Doc: Asymptotic expansion of \var{expr}, corresponding to a sequence $u(n)$,
 assuming it has the shape
 $$u(n) \approx \sum_{i \geq 0} a_i n^{-i\alpha}$$
 with rational coefficients $a_i$ with reasonable height; the algorithm
 is heuristic and performs repeated calls to limitnum, with
 \kbd{k} and \kbd{alpha} are as in \kbd{limitnum}
 \bprog
 ? f(n) = n! / (n^n*exp(-n)*sqrt(n));
 ? asympnum(f)
 %2 = []   \\ failure !
 ? l = limitnum(f)
 %3 = 2.5066282746310005024157652848110452530
 ? asympnum(n->f(n)/l) \\ normalize
 %4 = [1, 1/12, 1/288, -139/51840]
 @eprog\noindent and we indeed get a few terms of Stirling's expansion. Note
 that it helps to normalize with a limit computed to higher accuracy:
 \bprog
 ? \p100
 ? L = limitnum(f)
 ? \p38
 ? asympnum(n->f(n)/L) \\ we get more terms!

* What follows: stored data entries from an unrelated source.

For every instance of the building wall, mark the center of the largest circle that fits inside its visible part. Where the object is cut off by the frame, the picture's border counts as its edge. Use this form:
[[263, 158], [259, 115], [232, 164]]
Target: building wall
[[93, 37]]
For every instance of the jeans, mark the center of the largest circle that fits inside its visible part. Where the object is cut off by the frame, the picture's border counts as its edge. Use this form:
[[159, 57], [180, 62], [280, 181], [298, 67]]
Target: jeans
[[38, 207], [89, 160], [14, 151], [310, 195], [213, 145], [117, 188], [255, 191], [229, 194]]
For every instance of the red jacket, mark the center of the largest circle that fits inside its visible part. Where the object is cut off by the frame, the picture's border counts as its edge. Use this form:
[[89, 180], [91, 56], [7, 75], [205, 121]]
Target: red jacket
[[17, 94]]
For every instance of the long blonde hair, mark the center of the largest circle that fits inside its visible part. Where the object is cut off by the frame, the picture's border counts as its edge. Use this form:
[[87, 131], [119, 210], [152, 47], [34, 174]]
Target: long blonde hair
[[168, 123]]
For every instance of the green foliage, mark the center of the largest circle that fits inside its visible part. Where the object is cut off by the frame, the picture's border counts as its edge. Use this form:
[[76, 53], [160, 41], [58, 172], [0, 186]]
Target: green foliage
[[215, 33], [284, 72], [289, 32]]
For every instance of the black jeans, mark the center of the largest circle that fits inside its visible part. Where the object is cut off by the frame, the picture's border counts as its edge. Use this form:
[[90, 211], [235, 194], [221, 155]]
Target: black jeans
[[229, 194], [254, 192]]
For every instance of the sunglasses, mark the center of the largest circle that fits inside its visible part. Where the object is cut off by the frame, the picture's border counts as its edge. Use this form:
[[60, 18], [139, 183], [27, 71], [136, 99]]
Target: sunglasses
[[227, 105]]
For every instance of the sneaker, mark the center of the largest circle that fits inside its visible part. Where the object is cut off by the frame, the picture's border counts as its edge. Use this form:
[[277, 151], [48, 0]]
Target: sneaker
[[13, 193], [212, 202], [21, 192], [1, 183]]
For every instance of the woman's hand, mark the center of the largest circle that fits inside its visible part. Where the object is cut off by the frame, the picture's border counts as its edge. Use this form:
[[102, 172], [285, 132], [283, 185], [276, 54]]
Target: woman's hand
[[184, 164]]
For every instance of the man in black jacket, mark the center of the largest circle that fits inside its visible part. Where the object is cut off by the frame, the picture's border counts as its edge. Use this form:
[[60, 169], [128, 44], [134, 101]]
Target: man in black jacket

 %6 = [1, 1/12, 1/288, -139/51840, -571/2488320, 163879/209018880,\
       5246819/75246796800, -534703531/902961561600]
 @eprog\noindent If \kbd{alpha} is not an integer, loss of accuracy is
 expected, so it should be precomputed to double accuracy, say:
 \bprog
 ? \p38
 ? asympnum(n->-log(1-1/n^Pi),,Pi)
 %1 = [0, 1, 1/2, 1/3]
 ? asympnum(n->-log(1-1/sqrt(n)),,1/2)
 %2 = [0, 1, 1/2, 1/3, 1/4, 1/5, 1/6, 1/7, 1/8, 1/9, 1/10, 1/11, 1/12, \
   1/13, 1/14, 1/15, 1/16, 1/17, 1/18, 1/19, 1/20, 1/21, 1/22]

 ? localprec(100); a = Pi;
 ? asympnum(n->-log(1-1/n^a),,a) \\ better !
 %4 = [0, 1, 1/2, 1/3, 1/4, 1/5, 1/6, 1/7, 1/8, 1/9, 1/10, 1/11, 1/12]
 @eprog

 \synt{asympnum}{void *E, GEN (*u)(void *,GEN,long), long muli, GEN alpha, long prec}, where \kbd{u(E, n, prec)} must return $u(n)$ in precision \kbd{prec}.
 Also available is
 \fun{GEN}{asympnum0}{GEN u, long muli, GEN alpha, long prec}, where $u$
 must be a vector of sufficient length as above.